The last time I flew out from Portland a couple of weeks ago the scanner guy lost his shit when I tried put my shoes in the bin like I had every other time.

Him: “Put your SHOES on the CONVEYOR belt! PUT your SHOES on the CONVEYOR BELT!”
Me: "All right, all right, relax, see? Here go my shoes on the conveyor belt.

Looking back on it now, I’m kind of surprised I wasn’t tackled on the spot considering how ramped up he was. But it was really early in the morning.

I am glad more airports are insisting on shoes going on the belt. I always resented the bins because of people’s shoes. I’m sort of a germaphobe.

I couldn’t disagree more. I absolutely love the soundtrack and listen to it constantly. The montage scene with Sad Brad Smith’s “Help Yourself” is one of my favorite from the movie and I played the song almost incessantly for a week or so after first watching the movie.

I flew out of Portland last week with my shoes in the belt and that was fine.

Then again, the TSA was probably more concerned with whether or not my iPad was some kind of terrorist device. They were kinda pissed that I left it in my bag despite the clear TSA press release from a couple days before telling me to do EXACTLY THAT.

So, y’know, what happens at any individual airport is not necessarily any kind of indication of what TSA policy actually is.

When I flew with green hair, I got pulled off of the plane to be searched a third time. When I started rocking the suit, the only complaint I got was from using 4 bins for my dual laptops, another for my shoes, and another for my coat/belt.

Netflixed it last week, and thought it was great – pretty much as good as mainstream American movies can possibly get. I will agree obliquely with our troll though that the backpack stuff was weak – not because it was (fittingly) trite, but because I could see right through to the script during those sequences. It felt shoehorned in, heavy-handed, and as written was not believable as something he could talk about for even 20 minutes.

Otherwise a terrific film.

The iPad is a terrorist device (fuck Apple)!

I’m not trying to be a dick here, but have you ever been to a conference speech like that? Stretching 5 minutes out to 20 is what these kinds of talks are all about.

Sure, I get that.
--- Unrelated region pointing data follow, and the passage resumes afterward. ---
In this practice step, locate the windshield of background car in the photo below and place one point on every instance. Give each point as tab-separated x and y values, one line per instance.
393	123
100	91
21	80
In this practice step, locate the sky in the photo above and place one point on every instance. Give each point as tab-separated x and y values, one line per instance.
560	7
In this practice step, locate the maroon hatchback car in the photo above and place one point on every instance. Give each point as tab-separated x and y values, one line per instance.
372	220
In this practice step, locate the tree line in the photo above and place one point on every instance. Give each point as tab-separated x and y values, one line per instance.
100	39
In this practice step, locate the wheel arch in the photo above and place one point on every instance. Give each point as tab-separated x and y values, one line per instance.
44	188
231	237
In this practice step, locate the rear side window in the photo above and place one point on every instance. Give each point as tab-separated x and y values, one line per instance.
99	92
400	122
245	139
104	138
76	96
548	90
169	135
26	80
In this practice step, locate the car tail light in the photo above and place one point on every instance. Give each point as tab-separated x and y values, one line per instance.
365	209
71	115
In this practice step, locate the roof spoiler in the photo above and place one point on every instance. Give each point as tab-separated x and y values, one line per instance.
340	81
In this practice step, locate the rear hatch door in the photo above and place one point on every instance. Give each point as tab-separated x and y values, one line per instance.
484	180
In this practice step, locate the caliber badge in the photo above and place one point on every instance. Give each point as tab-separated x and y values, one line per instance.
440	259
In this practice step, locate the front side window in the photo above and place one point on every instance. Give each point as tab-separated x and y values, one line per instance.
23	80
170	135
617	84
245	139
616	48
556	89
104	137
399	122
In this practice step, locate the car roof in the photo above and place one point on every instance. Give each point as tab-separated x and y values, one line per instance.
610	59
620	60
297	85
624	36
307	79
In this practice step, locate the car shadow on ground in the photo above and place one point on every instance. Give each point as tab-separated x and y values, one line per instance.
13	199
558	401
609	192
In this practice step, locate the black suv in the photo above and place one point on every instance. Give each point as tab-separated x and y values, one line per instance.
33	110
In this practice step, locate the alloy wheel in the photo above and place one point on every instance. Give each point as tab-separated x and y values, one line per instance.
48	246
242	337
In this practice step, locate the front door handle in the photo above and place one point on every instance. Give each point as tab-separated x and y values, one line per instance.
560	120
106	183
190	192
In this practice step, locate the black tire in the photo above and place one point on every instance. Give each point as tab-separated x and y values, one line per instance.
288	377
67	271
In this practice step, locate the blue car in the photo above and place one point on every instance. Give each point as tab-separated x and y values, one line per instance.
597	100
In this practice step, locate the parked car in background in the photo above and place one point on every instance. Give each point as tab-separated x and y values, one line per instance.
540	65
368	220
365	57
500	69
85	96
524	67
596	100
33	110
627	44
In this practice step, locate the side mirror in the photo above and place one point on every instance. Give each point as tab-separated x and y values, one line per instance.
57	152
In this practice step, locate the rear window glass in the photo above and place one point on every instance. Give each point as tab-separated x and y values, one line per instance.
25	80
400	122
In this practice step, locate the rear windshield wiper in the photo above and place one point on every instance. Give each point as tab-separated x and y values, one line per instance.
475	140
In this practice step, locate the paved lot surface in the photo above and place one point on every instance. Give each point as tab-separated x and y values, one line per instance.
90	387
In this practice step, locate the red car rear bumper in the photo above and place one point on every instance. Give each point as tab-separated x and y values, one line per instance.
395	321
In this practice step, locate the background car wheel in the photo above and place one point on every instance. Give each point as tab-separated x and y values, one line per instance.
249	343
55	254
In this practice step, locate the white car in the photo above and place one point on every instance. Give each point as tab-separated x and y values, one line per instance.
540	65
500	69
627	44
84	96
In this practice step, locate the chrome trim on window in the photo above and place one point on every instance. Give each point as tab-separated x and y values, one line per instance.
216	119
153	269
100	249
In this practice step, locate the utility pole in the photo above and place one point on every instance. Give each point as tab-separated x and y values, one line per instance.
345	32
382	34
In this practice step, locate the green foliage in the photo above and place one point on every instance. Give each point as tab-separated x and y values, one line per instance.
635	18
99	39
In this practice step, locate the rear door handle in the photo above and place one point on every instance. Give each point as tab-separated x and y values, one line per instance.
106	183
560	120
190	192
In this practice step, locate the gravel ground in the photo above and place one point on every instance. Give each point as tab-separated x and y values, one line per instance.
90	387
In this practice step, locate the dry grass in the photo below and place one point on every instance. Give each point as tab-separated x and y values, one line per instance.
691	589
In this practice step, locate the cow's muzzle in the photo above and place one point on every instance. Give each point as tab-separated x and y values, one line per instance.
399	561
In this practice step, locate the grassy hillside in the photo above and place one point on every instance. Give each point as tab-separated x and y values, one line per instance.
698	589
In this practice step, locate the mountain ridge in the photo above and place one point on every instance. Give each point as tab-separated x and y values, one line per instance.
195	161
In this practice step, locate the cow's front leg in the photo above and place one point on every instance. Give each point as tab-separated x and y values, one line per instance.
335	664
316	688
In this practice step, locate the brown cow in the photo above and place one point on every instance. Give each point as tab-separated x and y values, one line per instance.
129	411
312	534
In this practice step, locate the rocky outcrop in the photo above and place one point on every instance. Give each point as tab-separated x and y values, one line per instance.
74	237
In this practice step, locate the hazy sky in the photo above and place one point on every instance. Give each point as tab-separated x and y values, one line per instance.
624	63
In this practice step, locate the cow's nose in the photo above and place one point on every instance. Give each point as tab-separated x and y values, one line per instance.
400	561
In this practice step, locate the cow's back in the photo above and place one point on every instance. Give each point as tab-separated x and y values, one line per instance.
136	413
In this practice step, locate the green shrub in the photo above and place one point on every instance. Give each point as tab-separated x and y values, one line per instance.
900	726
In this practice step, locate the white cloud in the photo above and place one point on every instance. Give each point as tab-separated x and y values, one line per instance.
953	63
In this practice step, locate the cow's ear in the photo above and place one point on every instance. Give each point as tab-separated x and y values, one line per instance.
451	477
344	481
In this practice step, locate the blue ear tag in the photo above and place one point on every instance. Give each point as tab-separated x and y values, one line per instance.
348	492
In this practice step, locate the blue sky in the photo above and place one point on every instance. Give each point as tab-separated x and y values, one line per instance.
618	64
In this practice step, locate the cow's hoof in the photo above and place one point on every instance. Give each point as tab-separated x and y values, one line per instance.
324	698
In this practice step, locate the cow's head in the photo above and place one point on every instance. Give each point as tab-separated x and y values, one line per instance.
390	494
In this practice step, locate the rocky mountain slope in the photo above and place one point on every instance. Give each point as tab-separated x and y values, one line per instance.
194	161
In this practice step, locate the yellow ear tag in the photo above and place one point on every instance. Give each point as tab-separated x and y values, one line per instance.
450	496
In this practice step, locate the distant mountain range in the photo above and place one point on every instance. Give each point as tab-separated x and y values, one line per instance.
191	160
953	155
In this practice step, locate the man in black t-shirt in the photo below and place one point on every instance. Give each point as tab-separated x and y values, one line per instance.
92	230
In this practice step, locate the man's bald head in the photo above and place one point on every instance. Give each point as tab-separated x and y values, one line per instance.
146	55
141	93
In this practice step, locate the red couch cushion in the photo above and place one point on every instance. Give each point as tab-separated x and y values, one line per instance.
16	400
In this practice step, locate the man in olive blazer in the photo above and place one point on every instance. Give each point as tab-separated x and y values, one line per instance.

But it just felt to me like we were getting all he had. It didn’t felt like anything existed outside of what we saw, whereas most of the rest of the movie created a pretty believable world. I guess I don’t go to enough shallow motivational talks.

OK, I see that. I guess it comes down to whether or not you feel the film was trying to portray Clooney as a really good motivational speaker or as a guy who just thinks he is until the final act.

The best I could say about this movie is that it was better than Juno, which I hated. It was competently acted, had a few good lines, and at the end I wondered why I had spent two hours or however long watching it.

We took this last night thinking it was a Clooney romantic comedy since the DVD back cover said it was “full of laughs”. There wasn’t much (at all) laughing but we enjoyed it.
While I sort of gathered he was heading for disaster when he was on the plane to Chicago, up until then both me and my wife felt that she wanted more of him then a casual affair, but was waiting for him to make his move. Going with him to the wedding was pretty much saying 'what about me?". Maybe she felt safe playing with that because of how she perceived him.

The firing scenes were horrible (to watch). Afterwards I talked with my wife about how I felt being fired just before we got married. I wasn’t surprised then because the company was braking apart at that time, but it was still a blow. She then reminded me that I was fired again just 3 years ago. That was after we were married and already had 1 child. I completely blocked that.

Also, I think the OP mentioned that the actress playing the young coworker is hot. The hotness in this movie is in Vera Farmiga.